Der Lokalfunk bleibt das erfolgreichste Hörfunkprogramm in Nordrhein-Westfalen, erklärte der Vorsitzende des Verbandes der Betriebsgesellschaften, Dr. Paul Eduard Hüffer, anläßlich der Jahreshauptversammlung des Gremiums in Düsseldorf.

27 Prozent der Bevölkerung hörten an einem durchschnittlichen Werktag eines der 46 Lokalradios. Nach den Ergebnissen der aktuellen E.M.A.-Reichweitenuntersuchung sei damit die Reichweite weiter gesteigert worden und liege nun bei 962.000 Hörern in der durchschnittlichen Stunde von Montag bis Freitag.

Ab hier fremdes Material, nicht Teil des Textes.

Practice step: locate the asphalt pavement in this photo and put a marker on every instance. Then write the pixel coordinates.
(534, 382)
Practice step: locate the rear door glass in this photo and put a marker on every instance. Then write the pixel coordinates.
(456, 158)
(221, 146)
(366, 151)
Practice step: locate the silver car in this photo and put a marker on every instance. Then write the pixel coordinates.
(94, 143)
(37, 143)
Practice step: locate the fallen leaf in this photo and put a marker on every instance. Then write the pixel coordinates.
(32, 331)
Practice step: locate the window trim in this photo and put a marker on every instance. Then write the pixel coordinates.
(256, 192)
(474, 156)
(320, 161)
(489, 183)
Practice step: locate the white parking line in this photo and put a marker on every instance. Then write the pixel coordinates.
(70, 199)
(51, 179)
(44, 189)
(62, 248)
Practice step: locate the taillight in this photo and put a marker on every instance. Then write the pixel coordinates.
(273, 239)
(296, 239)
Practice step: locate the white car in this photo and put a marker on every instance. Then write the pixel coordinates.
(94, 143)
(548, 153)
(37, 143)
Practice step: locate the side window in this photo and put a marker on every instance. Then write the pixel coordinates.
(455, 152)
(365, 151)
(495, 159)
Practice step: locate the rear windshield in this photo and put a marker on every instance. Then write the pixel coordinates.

Als "völlig unzureichend" kritisierte Hüffer allerdings die Frequenzsituation des Lokalfunks. In vielen Verbreitungsgebieten seien die Programme technisch nur schlecht zu empfangen. Betroffen seien vor allem die Autofahrer. Ein gemeinsam mit dem Mantelprogrammanbieter Radio NRW und der Landesanstalt für Rundfunk in Auftrag gegebenes UKW-Gutachten belege dagegen "eindeutige Überversorgungen bei den Hörfunkprogrammen des WDR". Hüffer forderte die Landesregierung auf, sich im Interesse des Lokalfunks für eine deutliche Verbesserung der Versorgungssituation einzusetzen. Gleichzeitig sprach sich der Verbandsvorsitzende dafür aus, ein neue landesweites privates Hörfunkprogramm (radio NRW 2) zuzulassen.